Continuity of function mapping connected set to connected set If a function maps every connected set onto a connected set, is it necessarily continuous? I know the converse is true. 
 A: No. Consider $f: \mathbb{R} \to \mathbb{R}$ defined by 
$$  f(x) =
\begin{cases}
\left(\sin\frac{1}{ x}\right)&\text{if $\;x> 0$;}\\ \\
\quad\quad0 &\text{if $x \leq 0$.}  \\
\end{cases}$$
Then you can see that $f$ is discontinuous at $x=0$.
A: No.  For example, let $f:\mathbb R\to \mathbb R$ be defined by $f(x)=0$ if $x\leq 0$, and $f(x)=\sin\left(\frac1{x}\right)$ if $x>0$.
For functions defined on intervals in $\mathbb R$, this is the intermediate value property, a.k.a. Darboux property, after Darboux's theorem stating that derivatives have this property.  E.g., $g(x)=x^2\sin(1/x)$, $g(0)=0$ is differentiable everywhere on $\mathbb R$, and its derivative is discontinuous, but still maps intervals to intervals.

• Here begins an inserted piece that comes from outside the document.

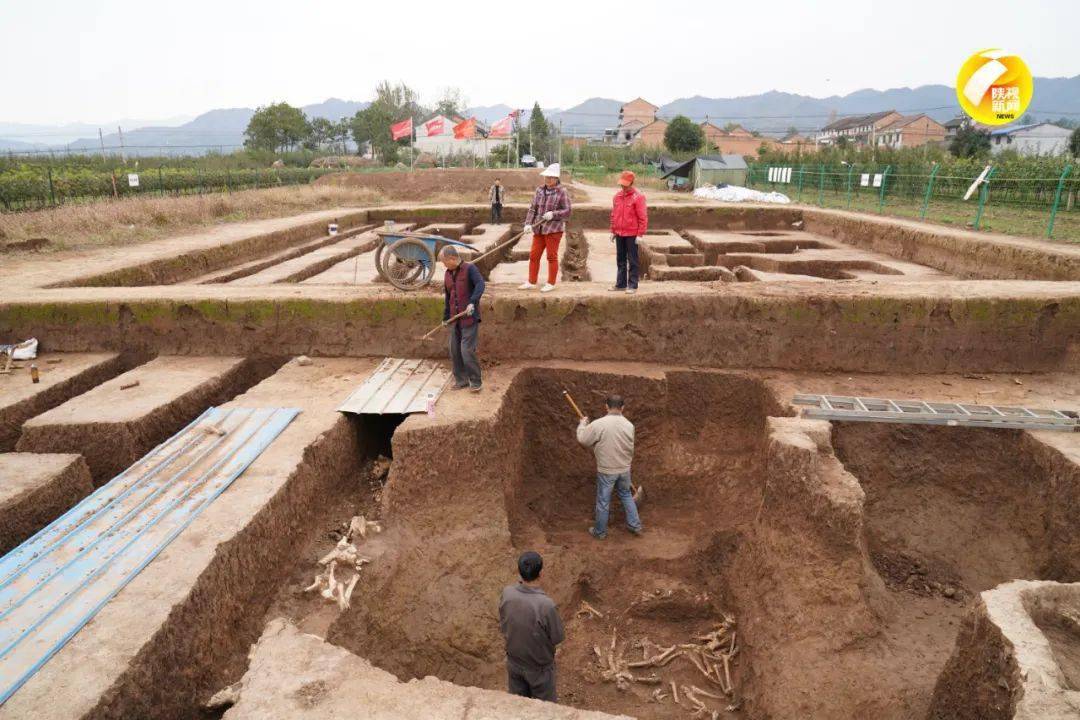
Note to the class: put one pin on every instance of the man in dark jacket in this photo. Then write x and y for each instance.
(462, 287)
(630, 219)
(529, 622)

There are even functions that map every open interval onto $\mathbb R$, like the Conway base 13 function. 
For stronger results, see Characterising Continuous functions.
A: I assigned a question like this to my students recently. Being continuous in $\mathbb{R}$ is equivalent to the graph being path connected. This is because a path-connected graph is compact on each closed interval, which implies continuity (see Munkres topology).